A lo largo de mi vida profesional he escrito en contra y a favor de don Fernando Rubio. Ahora me quedo sin argumentos para hablar de don Fernando, de quien yo dije en cierta ocasión que moriría con las botas puestas. Me quedo sin argumentos acaso porque me lacera el dolor de perder a un entrañable amigo. Me distinguió siempre con su afecto y me lo demostró además.

Y eso que hace 51 años, cuando don Fernando entró a dirigir la parroquia de San Juan, con ideas nuevas en lo referente a las necesidades materiales y su dotación, me alarmé, y así lo dije sin comedimiento, porque me pareció que resucitaba los antiguos e injustos diezmos y primicias para una cooperativa parroquial.

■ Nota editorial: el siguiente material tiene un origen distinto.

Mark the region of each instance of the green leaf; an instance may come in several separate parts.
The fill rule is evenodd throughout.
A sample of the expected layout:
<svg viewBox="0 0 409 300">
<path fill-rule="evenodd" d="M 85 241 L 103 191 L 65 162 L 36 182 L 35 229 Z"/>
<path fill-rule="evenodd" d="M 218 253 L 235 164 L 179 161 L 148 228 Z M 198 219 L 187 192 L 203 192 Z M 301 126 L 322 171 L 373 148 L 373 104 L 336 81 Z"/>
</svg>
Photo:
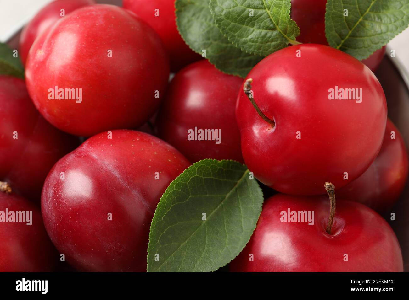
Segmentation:
<svg viewBox="0 0 409 300">
<path fill-rule="evenodd" d="M 0 75 L 9 75 L 24 78 L 24 70 L 18 57 L 13 57 L 13 49 L 0 43 Z"/>
<path fill-rule="evenodd" d="M 176 22 L 182 37 L 195 52 L 227 74 L 244 78 L 263 57 L 242 51 L 223 35 L 209 7 L 209 0 L 177 0 Z"/>
<path fill-rule="evenodd" d="M 173 180 L 151 225 L 148 271 L 211 271 L 236 257 L 263 204 L 261 189 L 249 173 L 233 160 L 205 159 Z"/>
<path fill-rule="evenodd" d="M 300 29 L 290 17 L 290 0 L 210 0 L 218 27 L 244 51 L 266 56 L 297 44 Z"/>
<path fill-rule="evenodd" d="M 344 16 L 344 9 L 348 16 Z M 325 35 L 330 45 L 360 60 L 409 24 L 409 0 L 328 0 Z"/>
</svg>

Al paso del tiempo, don Fernando sacó adelante su proyecto, verdaderamente solidario y, por ende, comunitario. Entonces era yo feligrés de la parroquia y tuve íntimamente que reconocer mi error al atacar el proyecto. Proyecto eficaz porque ha sido y es la casa de todos, la casa de todos y para todo -espiritual o material- en la calle de Fray Ceferino. Punto de encuentro en el tardofranquismo y durante la transición cuando la cultura y las ideas se abrían en todas las direcciones.

Pues bien, don Fernando no me miró nunca por encima del hombro: «Te has equivocado, muchacho», sino que tenía el corazón a flor de piel en eso de ejercer viva la caridad.

Una vez en esa etapa de libertad pude debatir con otros sobre una película polémica entonces y hoy: «Jesucristo Superstar». Y comprobé la satisfacción de don Fernando por esa transición cultural. Don Fernando no me reprochó nunca mis críticas pretéritas.

Andando el tiempo, he sido un admirador fiel de este párroco que si no ha muerto con las botas puestas, poco ha faltado porque no se quiso jubilar, quiso ser párroco de San Juan el Real y ser el padre espiritual de sus feligreses hasta que el cuerpo le derrumbó en cama. En 51 años como párroco se hizo acreedor del cariño de los competentes colaboradores de que supo rodearse. A los menesterosos transeúntes que llamaban a su puerta para dejar avío les dejaba las llaves de su casa. Me pareció que merecía ser hijo adoptivo de Oviedo, lo escribí y le faltó tiempo al Alcalde para concederle ese honor.

Don Fernando está ya en el Cielo por su ejemplar vida espiritual, por la adopción redentora del Todopoderoso y por 51 años dando el callo en su parroquia, con la misma sonrisa, con el señalado afecto que le caracterizaba.